Indian actress, model, and former Miss India (born 1995)

Ruhi Dilip Singh (born 12 October 1995) is an Indian actress, model and beauty pageant titleholder. She primarily appears in Hindi films and television. She participated in Femina Miss India East 2011, the preliminary for Femina Miss India contest and was crowned 1st Runner up. She later won the title of Miss Universal Peace and Humanity 2014.

Singh has appeared in Emmy-nominated documentary The World Before Her and acclaimed web series Chakravyuh and Runaway Lugai. She was recently spotlighted among the top 10 of The Times' "50 Desirable Women of 2020" list.

She was handpicked in 2014, by Femina Miss India to represent India at the Internationally. She began her acting career by starring at the drama film Calendar Girls (2015). Most recently, she was nominated for the Filmfare OTT Awards 2021 for Best Actor (Female) for her role in the series – Runaway Lugaai.

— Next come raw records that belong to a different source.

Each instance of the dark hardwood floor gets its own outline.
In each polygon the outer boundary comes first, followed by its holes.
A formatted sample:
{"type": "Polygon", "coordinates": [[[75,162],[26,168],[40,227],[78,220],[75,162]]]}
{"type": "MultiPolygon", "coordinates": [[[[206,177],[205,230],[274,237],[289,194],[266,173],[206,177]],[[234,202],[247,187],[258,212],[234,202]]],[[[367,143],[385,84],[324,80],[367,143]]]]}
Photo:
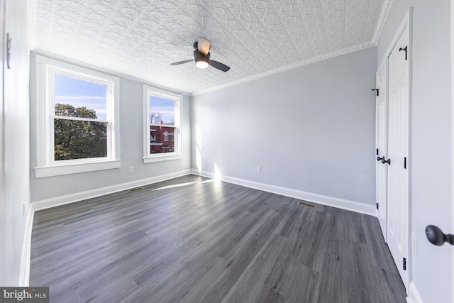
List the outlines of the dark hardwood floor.
{"type": "Polygon", "coordinates": [[[404,302],[377,218],[189,175],[35,213],[52,302],[404,302]]]}

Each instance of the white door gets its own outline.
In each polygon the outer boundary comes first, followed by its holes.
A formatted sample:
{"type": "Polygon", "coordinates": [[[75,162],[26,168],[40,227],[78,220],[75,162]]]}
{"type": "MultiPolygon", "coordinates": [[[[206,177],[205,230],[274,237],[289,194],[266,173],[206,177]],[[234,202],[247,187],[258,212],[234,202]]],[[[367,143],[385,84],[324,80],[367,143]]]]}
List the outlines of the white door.
{"type": "Polygon", "coordinates": [[[387,243],[406,288],[409,275],[409,28],[389,57],[387,243]]]}
{"type": "Polygon", "coordinates": [[[376,180],[377,207],[382,233],[387,241],[387,199],[388,165],[381,160],[388,158],[388,99],[387,99],[387,60],[384,60],[377,72],[377,118],[376,118],[376,180]]]}

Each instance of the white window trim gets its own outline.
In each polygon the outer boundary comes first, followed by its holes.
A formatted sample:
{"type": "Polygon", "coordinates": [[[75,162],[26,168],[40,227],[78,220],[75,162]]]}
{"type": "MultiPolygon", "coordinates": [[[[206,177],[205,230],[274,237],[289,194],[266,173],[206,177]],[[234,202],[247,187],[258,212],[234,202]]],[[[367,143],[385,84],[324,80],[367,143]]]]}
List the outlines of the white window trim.
{"type": "MultiPolygon", "coordinates": [[[[169,161],[182,159],[182,121],[181,113],[182,111],[183,95],[175,94],[164,89],[157,89],[149,85],[143,85],[143,162],[150,163],[155,162],[169,161]],[[160,98],[172,99],[175,104],[175,140],[174,145],[175,150],[172,153],[161,153],[152,154],[150,153],[150,96],[156,96],[160,98]]],[[[164,125],[163,125],[164,126],[164,125]]]]}
{"type": "MultiPolygon", "coordinates": [[[[120,160],[120,128],[119,128],[119,87],[117,77],[96,72],[64,62],[56,60],[40,55],[36,55],[36,143],[37,166],[35,177],[46,177],[79,172],[119,168],[120,160]],[[108,128],[107,157],[57,160],[54,160],[55,116],[53,92],[54,73],[84,79],[89,81],[108,82],[111,86],[111,94],[108,98],[114,98],[108,102],[108,116],[114,116],[108,128]]],[[[99,120],[100,122],[105,121],[99,120]]]]}

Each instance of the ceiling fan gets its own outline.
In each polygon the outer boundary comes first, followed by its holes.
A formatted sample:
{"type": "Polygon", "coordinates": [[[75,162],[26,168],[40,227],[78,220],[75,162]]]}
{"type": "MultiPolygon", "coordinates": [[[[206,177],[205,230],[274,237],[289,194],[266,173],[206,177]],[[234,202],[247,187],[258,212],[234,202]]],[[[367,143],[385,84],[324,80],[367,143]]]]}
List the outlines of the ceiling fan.
{"type": "Polygon", "coordinates": [[[206,68],[208,65],[217,68],[223,72],[227,72],[230,67],[220,62],[210,60],[210,48],[211,45],[209,40],[199,37],[197,41],[194,43],[194,59],[171,63],[170,65],[179,65],[195,61],[196,66],[199,68],[206,68]]]}

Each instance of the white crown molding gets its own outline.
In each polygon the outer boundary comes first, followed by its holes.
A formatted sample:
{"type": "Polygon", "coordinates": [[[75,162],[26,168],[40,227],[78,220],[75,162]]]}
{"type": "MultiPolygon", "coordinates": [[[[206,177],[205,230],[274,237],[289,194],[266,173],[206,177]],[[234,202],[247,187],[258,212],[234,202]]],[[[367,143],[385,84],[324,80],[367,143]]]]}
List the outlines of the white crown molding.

==Early life and background==
Ruhi Singh was born and brought up in Jaipur, Rajasthan, India.

==Career==
Singh's early dream was to become a successful singer. In 2011, she joined the modelling industry. She participated in Femina Miss India East 2011, the preliminary for Femina Miss India contest and was crowned 1st Runner up. The same year she entered Indian Princess 2011 and was chosen to represent India at Miss Model of the World 2011 contest held in China, where she placed amongst the top 36 quarter finalists. In 2012 she participated in Femina Miss India and was placed in the top 10. Later that year, Singh represented India at Miss United Nations in 2012 held at Miami. But the real success came in 2014, when she was handpicked by Femina Miss India to represent India Internationally. Singh worked in a Canadian documentary, The World Before Her. Singh was named one of the Top 25 Most Desirable Women in India (2014), by The Times of India. Most recently, Singh soared to the top of Times Most Desirable Women 2020, featuring at number 9.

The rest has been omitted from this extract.